Question

Pleasantburg has a population growth model of P(t)=at2+bt+P0 where P0 is the initial population. Suppose that the future population of Pleasantburg t years after January 1, 2012, is described by the quadratic model P(t)=0.8t2+6t+19,000. In what month and year will the population reach 34,200?

Answer 1

Answer:

The population will reach 34,200 in February of 2146.

Step-by-step explanation:

Population in t years after 2012 is given by:

$P(t) = 0.8t^{2} + 6t + 19000$

In what month and year will the population reach 34,200?

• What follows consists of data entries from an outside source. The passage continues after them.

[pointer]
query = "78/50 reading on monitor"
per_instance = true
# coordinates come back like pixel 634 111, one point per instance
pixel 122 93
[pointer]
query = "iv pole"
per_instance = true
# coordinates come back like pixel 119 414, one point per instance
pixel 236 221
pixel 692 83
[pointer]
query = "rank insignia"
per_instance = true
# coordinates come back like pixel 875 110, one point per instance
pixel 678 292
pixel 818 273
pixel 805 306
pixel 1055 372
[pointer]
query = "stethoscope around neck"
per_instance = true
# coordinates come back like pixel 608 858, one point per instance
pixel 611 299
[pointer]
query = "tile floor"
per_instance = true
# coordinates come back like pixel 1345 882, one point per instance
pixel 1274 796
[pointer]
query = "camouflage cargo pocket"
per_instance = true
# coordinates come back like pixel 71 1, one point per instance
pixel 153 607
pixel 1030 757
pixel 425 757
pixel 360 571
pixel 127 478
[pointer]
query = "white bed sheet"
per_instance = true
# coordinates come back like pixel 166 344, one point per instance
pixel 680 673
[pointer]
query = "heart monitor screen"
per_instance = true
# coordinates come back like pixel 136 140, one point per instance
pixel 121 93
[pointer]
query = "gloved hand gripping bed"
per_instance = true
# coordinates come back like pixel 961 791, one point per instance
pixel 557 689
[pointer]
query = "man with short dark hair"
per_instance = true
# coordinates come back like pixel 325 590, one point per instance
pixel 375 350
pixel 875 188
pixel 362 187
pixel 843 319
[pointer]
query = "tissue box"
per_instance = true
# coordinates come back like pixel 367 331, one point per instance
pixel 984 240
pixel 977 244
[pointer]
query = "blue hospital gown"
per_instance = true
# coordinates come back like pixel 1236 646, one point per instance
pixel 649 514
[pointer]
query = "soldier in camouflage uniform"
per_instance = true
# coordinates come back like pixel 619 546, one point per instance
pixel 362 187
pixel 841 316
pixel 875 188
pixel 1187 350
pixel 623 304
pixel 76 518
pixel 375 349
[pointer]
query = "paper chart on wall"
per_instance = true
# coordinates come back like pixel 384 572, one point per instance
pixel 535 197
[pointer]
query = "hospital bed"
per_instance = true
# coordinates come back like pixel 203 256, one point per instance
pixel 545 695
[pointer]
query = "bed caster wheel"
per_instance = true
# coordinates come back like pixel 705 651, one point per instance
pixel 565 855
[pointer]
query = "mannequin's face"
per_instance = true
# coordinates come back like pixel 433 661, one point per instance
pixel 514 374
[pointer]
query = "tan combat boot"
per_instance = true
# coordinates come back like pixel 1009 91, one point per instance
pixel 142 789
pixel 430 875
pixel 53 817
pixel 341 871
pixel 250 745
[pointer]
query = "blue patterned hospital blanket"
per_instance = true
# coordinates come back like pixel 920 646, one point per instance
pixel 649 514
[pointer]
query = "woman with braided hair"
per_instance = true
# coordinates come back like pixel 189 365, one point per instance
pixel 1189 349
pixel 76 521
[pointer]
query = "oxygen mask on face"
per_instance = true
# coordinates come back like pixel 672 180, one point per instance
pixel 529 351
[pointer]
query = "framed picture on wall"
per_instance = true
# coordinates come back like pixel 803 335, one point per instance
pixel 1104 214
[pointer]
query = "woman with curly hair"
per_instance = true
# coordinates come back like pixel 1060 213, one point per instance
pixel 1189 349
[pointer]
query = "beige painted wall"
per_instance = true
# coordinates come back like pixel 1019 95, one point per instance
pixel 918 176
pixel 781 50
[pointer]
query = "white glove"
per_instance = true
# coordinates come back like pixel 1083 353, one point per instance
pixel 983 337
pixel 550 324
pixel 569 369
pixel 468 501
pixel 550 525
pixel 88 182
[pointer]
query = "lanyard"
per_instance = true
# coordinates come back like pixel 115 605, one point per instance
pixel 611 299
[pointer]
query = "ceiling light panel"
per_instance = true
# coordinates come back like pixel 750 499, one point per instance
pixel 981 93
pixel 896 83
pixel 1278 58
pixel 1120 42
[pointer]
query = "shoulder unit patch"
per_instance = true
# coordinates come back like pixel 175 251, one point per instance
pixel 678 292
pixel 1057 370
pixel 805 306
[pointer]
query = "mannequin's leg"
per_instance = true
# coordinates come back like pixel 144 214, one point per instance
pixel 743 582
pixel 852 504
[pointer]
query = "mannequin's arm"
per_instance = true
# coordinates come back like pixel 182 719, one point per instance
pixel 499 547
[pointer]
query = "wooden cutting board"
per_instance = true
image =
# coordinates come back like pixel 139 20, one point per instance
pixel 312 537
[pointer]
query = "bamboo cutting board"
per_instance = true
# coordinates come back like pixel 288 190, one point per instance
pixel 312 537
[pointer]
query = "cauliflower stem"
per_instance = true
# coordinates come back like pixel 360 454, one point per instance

We have to find t for which P(t) = 34200. So

$P(t) = 0.8t^{2} + 6t + 19000$

$0.8t^{2} + 6t + 19000 = 34200$

$0.8t^{2} + 6t - 15200 = 0$

Solving a quadratic equation:

Given a second order polynomial expressed by the following equation:

$ax^{2} + bx + c, a\neq0$.

This polynomial has roots $x_{1}, x_{2}$ such that $ax^{2} + bx + c = a(x - x_{1})*(x - x_{2})$, given by the following formulas:

$x_{1} = \frac{-b + \sqrt{\bigtriangleup}}{2*a}$

$x_{2} = \frac{-b - \sqrt{\bigtriangleup}}{2*a}$

$\bigtriangleup = b^{2} - 4ac$

In this question:

$0.8t^{2} + 6t - 15200 = 0$

So $a = 0.8, b = 6, c = -15200$

Then

$\bigtriangleup = 6^{2} - 4*0.8*(-15100) = 48356$

$t_{1} = \frac{-6 + \sqrt{48356}}{2*0.8} = 134.14$

$t_{2} = \frac{-6 - \sqrt{48356}}{2*0.8} = -141.64$

We only take the positive value.

134 years after 2012.

.14 of an year is 0.14*365 = 51.1. The 51st day of a year happens in February.

So the population will reach 34,200 in February of 2146.